The explanation for this phenomenon is probably to be found in the close link between HCV and the host's lipoproteins. The latter appear to be essential in all phases of the life cycle of the virus.28, 29 Chronic HCV infection is significantly associated with hypocholesterolemia (particularly with reduced LDL levels) compared with healthy controls, regardless of the degree of hepatic fibrosis.27, 30 Therefore, viral clearance is likely to restore basal lipid homeostasis, resulting in increased levels of LDL and total cholesterol.

In our study, patients who eliminated HCV by DAAs achieved improvement in renal function at the end of the observation period, regardless of the degree of hepatic fibrosis. In fact, our patients had an improvement of serum creatinine and an increase of eGFR of about 10% compared to the baseline value. Multivariate analysis shows that HCV clearance is an independent predictor of eGFR improvement (Table 4) and age a negative one.

As well documented in the literature, chronic HCV infection is associated with an increased risk of developing CKD.5, 6 The prevalence of HCV infection in hemodialysis patients is about 10 times higher than in the general population.31 CKD in presence of HCV infection appears to progress more rapidly toward ESRD5 and it is associated with a higher rate of death, acute coronary syndrome, arrhythmias, and transient ischemic attacks in comparison to CKD not associated with HCV infection.32 Chronic HCV infection can cause renal damage mainly by two mechanisms: a direct viral damage on renal parenchyma and an immune‐mediated mechanism.33

Few studies, mainly conducted in cryoglobulinemic patients, have investigated the impact of viral eradication achieved with DAAs on renal function showing an improvement in serum creatinine, proteinuria, and eGFR and a reduced risk of ESRD.34, 35, 36

Recently, the impact of DAA treatments on renal function has been evaluated in a retrospective study.37 The authors showed a significant improvement in eGFR in patients reaching SVR. Age and diabetes were negative predictors of improvement of renal function.37

The results of our prospective study confirm the data reported in the previous study37 showing that a significant improvement in renal function occurred after HCV clearance. However, contrary to what was reported in the previous work,37 our study shows that renal improvement occurred regardless of the presence of diabetes and the therapeutic regimen used. Our data show that a baseline eGFR ≤60 mL/min/1.73 m2 and an older age are negative predictor of improvement of renal function after HCV clearance by DAAs (Tables 4 and 5).

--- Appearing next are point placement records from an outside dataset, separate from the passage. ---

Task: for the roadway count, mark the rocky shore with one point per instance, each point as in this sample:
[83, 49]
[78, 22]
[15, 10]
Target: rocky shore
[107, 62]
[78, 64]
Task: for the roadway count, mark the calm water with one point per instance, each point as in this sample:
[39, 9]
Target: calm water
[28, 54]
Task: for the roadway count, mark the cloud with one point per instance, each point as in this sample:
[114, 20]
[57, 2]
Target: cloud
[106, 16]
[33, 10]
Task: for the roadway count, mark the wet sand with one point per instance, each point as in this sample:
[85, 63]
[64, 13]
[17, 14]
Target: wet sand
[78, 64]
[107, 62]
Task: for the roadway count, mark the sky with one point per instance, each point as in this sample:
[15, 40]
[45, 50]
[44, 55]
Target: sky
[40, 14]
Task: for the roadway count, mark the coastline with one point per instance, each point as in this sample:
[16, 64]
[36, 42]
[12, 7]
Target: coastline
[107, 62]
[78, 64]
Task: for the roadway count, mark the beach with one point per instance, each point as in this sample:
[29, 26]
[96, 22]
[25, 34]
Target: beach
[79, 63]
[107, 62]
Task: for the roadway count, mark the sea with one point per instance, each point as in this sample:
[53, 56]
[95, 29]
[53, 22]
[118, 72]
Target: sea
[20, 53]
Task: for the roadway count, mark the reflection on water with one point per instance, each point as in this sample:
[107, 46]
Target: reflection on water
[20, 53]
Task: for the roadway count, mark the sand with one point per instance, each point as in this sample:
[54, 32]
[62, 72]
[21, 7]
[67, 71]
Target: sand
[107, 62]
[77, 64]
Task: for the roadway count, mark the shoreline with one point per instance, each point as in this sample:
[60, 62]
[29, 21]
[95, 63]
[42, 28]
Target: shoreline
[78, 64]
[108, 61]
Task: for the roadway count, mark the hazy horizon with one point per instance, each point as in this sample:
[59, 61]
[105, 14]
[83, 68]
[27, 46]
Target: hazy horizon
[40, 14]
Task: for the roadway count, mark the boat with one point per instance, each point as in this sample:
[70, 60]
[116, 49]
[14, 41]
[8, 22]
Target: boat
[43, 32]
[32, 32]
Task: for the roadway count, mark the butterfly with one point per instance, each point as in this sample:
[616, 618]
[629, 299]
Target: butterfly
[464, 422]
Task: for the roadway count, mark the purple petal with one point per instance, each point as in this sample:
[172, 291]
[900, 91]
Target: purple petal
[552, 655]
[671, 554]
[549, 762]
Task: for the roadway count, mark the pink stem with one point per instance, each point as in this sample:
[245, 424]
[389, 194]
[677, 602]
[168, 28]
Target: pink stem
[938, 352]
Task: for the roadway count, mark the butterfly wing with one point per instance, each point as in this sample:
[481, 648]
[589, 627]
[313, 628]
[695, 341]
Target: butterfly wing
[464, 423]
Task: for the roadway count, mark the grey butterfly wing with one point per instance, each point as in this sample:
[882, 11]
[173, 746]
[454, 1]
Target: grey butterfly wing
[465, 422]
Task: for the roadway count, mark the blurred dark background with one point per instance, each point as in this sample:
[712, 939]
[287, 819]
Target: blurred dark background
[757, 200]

The reason of dissimilarities observed in the two studies on negative predictors of improvement in renal function are unclear, although some distinctions in the populations studied and in the approach to data analysis may have led to differences in results. The duration of diabetes in the two populations has not been evaluated and it is possible that a different duration of diabetes may have affected the results. A further factor which could have contributed to the disparity of the results on the factors associated with eGFR improvement could be the cause of the underlying renal damage in the two evaluated populations. Glomerular disease secondary to HCV infection (e.g. cryoglobulinemia) may improve after treatment with DAAs, while other causes may be less susceptible of improvement.

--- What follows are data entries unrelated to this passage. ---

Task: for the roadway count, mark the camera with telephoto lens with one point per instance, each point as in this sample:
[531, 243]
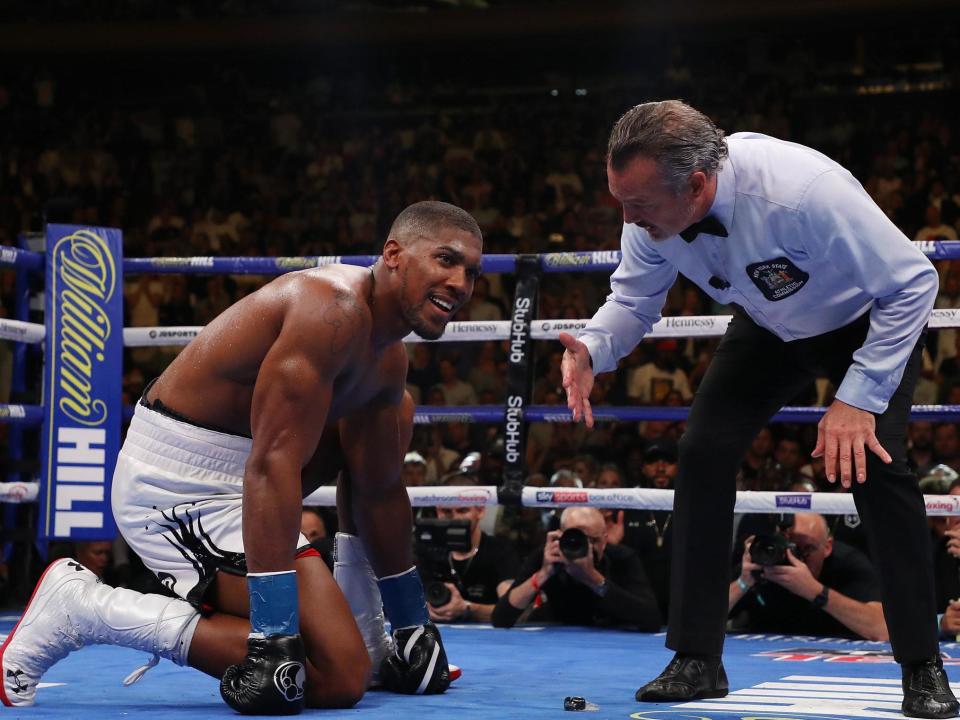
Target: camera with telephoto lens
[771, 549]
[433, 542]
[574, 544]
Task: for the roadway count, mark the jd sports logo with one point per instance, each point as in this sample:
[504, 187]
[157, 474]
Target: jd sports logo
[778, 278]
[15, 676]
[289, 679]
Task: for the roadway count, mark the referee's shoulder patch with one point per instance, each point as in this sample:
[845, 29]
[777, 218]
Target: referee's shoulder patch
[777, 278]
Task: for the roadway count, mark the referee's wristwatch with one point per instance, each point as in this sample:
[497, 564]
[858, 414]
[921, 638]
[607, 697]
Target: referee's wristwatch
[820, 601]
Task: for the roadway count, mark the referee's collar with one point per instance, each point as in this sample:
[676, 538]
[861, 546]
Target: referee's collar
[725, 199]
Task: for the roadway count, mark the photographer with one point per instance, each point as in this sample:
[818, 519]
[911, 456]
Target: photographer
[576, 578]
[803, 582]
[464, 585]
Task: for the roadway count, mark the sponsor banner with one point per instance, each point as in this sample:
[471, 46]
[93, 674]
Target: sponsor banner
[185, 263]
[596, 260]
[519, 369]
[690, 326]
[84, 344]
[20, 331]
[945, 317]
[840, 655]
[796, 501]
[157, 336]
[430, 418]
[449, 496]
[551, 329]
[469, 331]
[289, 264]
[626, 498]
[942, 504]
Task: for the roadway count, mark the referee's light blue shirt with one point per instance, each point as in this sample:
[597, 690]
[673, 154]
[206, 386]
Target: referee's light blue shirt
[808, 252]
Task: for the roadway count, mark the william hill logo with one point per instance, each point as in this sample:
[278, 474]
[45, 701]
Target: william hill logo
[86, 269]
[801, 500]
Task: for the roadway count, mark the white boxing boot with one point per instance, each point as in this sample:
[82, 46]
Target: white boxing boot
[71, 608]
[352, 571]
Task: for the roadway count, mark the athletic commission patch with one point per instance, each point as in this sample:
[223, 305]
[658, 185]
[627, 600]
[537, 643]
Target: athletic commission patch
[777, 278]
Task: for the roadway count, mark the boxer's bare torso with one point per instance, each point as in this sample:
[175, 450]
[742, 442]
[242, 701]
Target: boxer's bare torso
[212, 381]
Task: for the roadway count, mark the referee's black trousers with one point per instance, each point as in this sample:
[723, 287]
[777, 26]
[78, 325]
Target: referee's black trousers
[752, 375]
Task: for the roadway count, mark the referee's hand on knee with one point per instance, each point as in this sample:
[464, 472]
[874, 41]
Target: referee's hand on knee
[577, 372]
[844, 434]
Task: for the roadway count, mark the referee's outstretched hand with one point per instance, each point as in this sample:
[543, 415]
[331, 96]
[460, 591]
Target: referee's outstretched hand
[577, 378]
[843, 436]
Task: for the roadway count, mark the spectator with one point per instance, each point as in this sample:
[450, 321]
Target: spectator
[946, 444]
[414, 471]
[96, 555]
[585, 467]
[479, 576]
[481, 306]
[920, 446]
[606, 586]
[935, 229]
[788, 455]
[758, 455]
[825, 588]
[648, 532]
[455, 391]
[650, 383]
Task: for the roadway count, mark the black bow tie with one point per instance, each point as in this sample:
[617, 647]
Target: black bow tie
[708, 226]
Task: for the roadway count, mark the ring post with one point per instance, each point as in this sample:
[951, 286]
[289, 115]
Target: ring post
[519, 376]
[82, 380]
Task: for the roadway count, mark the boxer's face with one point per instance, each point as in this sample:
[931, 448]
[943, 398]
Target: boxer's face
[437, 279]
[649, 202]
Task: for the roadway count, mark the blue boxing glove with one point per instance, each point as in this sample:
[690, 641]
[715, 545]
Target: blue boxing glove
[418, 664]
[271, 677]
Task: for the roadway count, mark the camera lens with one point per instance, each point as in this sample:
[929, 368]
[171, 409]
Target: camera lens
[574, 544]
[437, 594]
[771, 549]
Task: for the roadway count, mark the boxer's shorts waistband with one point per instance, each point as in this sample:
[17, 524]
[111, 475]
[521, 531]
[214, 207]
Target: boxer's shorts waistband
[183, 449]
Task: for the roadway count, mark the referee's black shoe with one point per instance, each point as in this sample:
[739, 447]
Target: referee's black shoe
[926, 691]
[687, 677]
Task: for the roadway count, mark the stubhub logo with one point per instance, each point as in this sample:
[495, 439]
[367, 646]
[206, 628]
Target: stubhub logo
[802, 500]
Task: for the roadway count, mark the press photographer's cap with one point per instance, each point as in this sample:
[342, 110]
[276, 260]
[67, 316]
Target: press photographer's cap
[662, 449]
[937, 480]
[414, 457]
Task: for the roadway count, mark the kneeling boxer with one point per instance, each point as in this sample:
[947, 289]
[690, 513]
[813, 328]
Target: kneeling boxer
[209, 482]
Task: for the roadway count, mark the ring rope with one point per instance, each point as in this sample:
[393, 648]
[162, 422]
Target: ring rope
[677, 326]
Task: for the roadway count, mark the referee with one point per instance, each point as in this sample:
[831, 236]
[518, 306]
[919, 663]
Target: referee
[821, 282]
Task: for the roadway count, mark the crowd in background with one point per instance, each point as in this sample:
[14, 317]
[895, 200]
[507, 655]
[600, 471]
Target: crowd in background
[254, 158]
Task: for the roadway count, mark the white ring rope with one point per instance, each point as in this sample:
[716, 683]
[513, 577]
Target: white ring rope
[637, 499]
[675, 326]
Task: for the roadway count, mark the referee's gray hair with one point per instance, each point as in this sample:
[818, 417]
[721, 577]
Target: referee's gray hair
[678, 137]
[422, 219]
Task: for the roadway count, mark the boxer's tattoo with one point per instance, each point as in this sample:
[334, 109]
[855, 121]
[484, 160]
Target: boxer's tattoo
[342, 316]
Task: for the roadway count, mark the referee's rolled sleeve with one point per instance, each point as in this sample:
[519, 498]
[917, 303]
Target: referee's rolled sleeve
[639, 288]
[847, 227]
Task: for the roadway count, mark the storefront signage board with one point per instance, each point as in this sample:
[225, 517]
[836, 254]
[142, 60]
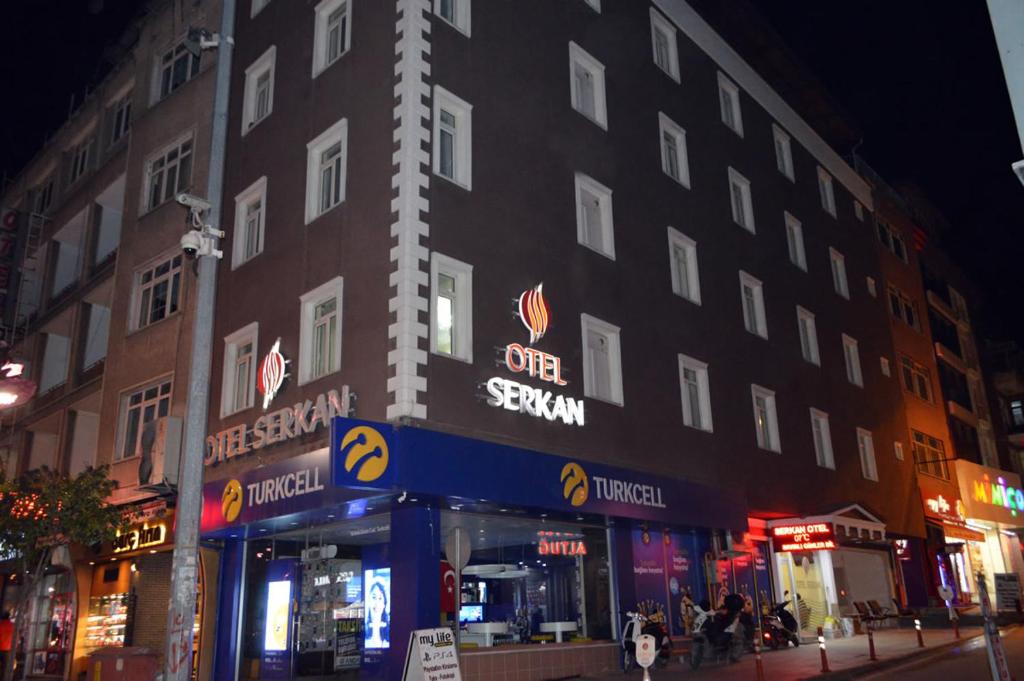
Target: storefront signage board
[989, 494]
[431, 656]
[375, 456]
[804, 537]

In conclusion, HCV clearance by DAA treatments induces a significant improvement in glucose metabolism and renal function, while causing an increase in the serum LDL and total cholesterol levels which require careful future monitoring. The data underline the importance of HCV eradication not only to prevent the progression of liver disease but also to improve or prevent HCV‐related metabolic and renal extrahepatic manifestations that play an important role in the morbidity and mortality of these patients.